At the end, in November, my dad and I put together some words. It was four days before he died. I asked questions and his answers became the words of a poem. My own questions stemmed from one unanswered question he wanted to address but hadn’t found just the right words for yet. I knew, from our many discussions concerning the memoir I was helping him write, that he wanted to answer this question and that it had been on his mind for years. It was the only remaining area that we had not covered for the memoir, this question.

The poem that resulted pleased him so much. He had found just the right words, finally.

We edited on his bed the next day. He was 90 but somehow just a young boy in his white t-shirt. Never did he wear a t-shirt. He was a man who always wore a dress shirt or one with a collar. He was a young boy—that came through somehow in the way the soft, white fabric rested against his chest. He was fiercely curious and hopeful, still, the way a boy would be. And he was a wise, old man. It all seemed so impossible to me—he was at the end of his life and still so young.  I think he knew, but he had things, many things, to work on, he said. And things to dig up for me in his office. Always things to work on even when getting to his office, right beside his bedroom, was too far a journey to walk and something only possible in his mind.

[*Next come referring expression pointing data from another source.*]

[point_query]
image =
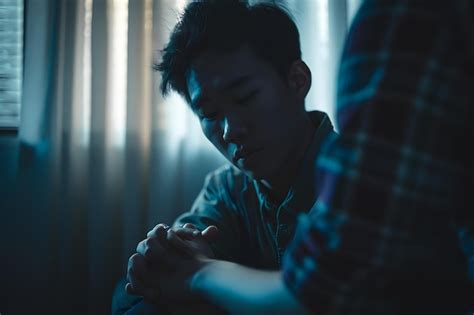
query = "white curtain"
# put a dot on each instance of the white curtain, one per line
(103, 157)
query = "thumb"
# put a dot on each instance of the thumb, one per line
(210, 233)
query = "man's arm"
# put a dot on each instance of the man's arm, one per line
(242, 290)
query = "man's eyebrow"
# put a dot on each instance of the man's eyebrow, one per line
(197, 103)
(236, 82)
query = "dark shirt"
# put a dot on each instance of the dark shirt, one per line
(392, 230)
(255, 231)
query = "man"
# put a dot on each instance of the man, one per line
(239, 68)
(392, 231)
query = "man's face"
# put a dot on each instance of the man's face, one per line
(246, 110)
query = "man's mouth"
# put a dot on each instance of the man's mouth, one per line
(243, 153)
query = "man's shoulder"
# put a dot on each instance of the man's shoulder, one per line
(227, 174)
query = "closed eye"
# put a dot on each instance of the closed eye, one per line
(247, 98)
(208, 116)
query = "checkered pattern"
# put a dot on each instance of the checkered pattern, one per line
(394, 222)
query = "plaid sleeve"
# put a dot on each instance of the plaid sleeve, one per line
(394, 185)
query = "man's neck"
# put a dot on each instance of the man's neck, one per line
(279, 186)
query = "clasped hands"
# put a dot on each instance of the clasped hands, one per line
(163, 267)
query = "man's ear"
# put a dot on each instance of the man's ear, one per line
(299, 79)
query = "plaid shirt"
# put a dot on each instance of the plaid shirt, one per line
(392, 231)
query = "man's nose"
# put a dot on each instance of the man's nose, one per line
(234, 130)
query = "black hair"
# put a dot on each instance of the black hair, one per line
(225, 26)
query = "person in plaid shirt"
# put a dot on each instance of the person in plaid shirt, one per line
(394, 212)
(392, 230)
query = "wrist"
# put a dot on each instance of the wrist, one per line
(198, 279)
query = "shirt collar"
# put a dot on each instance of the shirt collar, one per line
(302, 193)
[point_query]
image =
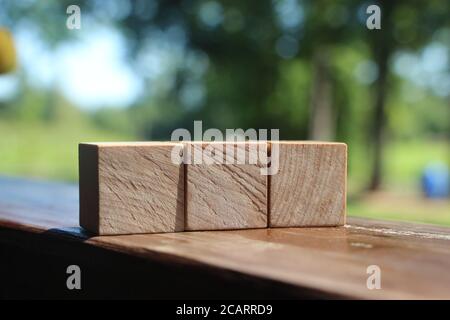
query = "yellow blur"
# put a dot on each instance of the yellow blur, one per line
(8, 60)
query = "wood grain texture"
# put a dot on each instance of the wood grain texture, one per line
(414, 258)
(130, 188)
(310, 186)
(225, 196)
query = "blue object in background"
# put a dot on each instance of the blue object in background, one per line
(435, 180)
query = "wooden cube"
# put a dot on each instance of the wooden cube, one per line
(229, 195)
(131, 188)
(310, 186)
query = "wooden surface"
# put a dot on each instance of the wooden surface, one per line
(225, 196)
(414, 259)
(130, 188)
(310, 186)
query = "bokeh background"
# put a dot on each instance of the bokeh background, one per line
(137, 70)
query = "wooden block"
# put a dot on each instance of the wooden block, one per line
(225, 196)
(130, 188)
(310, 186)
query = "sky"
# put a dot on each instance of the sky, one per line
(91, 69)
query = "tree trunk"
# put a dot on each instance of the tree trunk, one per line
(321, 122)
(382, 48)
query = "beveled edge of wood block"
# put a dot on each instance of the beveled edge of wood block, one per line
(133, 144)
(89, 196)
(89, 185)
(343, 219)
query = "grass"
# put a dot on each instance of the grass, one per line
(48, 151)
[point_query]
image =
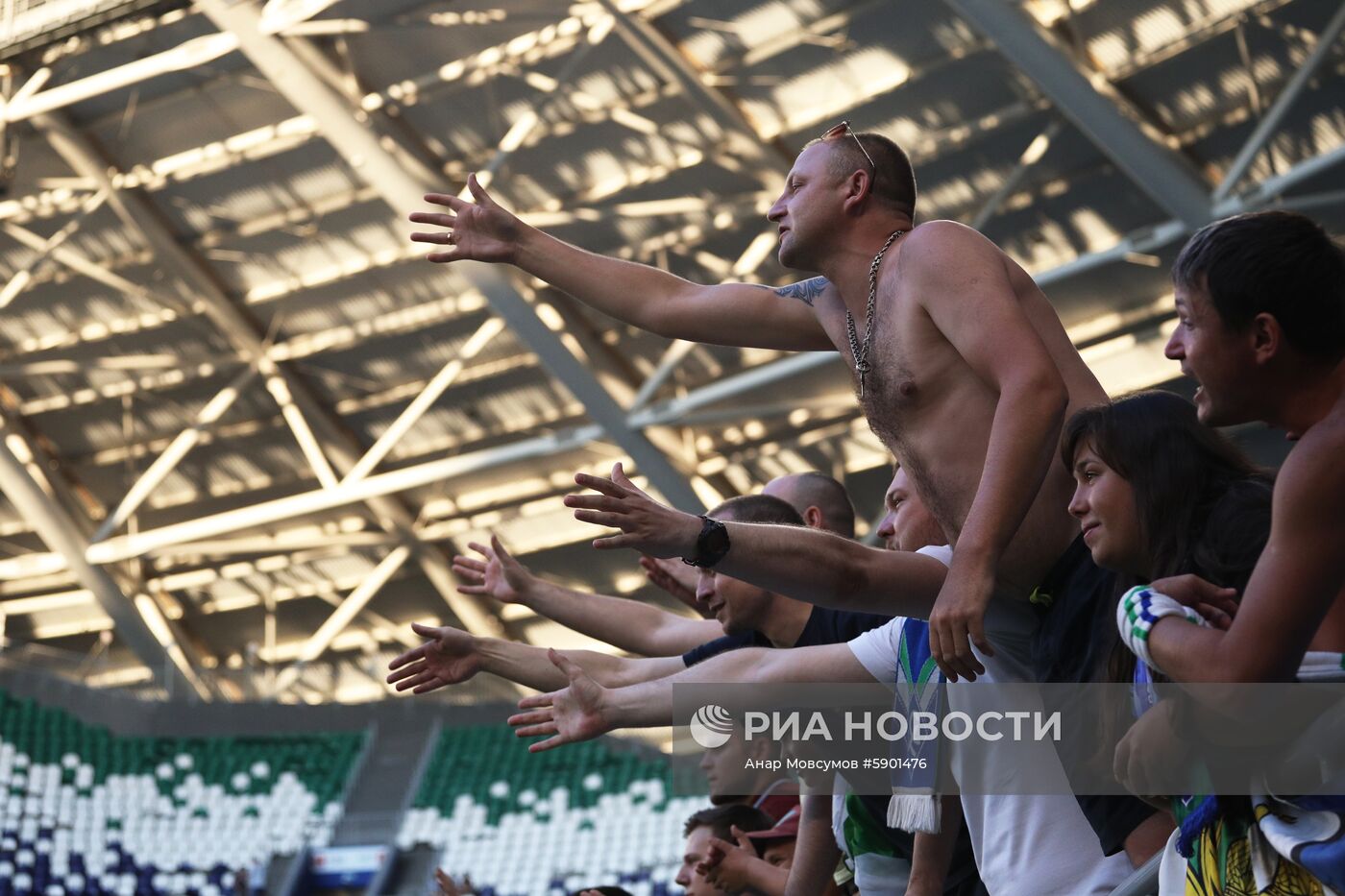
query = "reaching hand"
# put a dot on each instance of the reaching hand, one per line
(958, 620)
(729, 865)
(448, 886)
(569, 715)
(646, 525)
(1216, 604)
(500, 576)
(477, 230)
(674, 577)
(448, 658)
(1152, 750)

I have a small box of his things here in my writing space. They are mostly objects he kept in his office. I plan to put some of them up above my desk and over by the bookshelf. I imagine that if there is a heaven, he is up there working away in his office and workshop—puttering, envisioning, inventing, categorizing. I still see his eyes looking up at me from his desk and above his glasses. And now the keys that hung in his office will hang here in my office. I’m hoping they will remind me to be courageous and to find just the right words.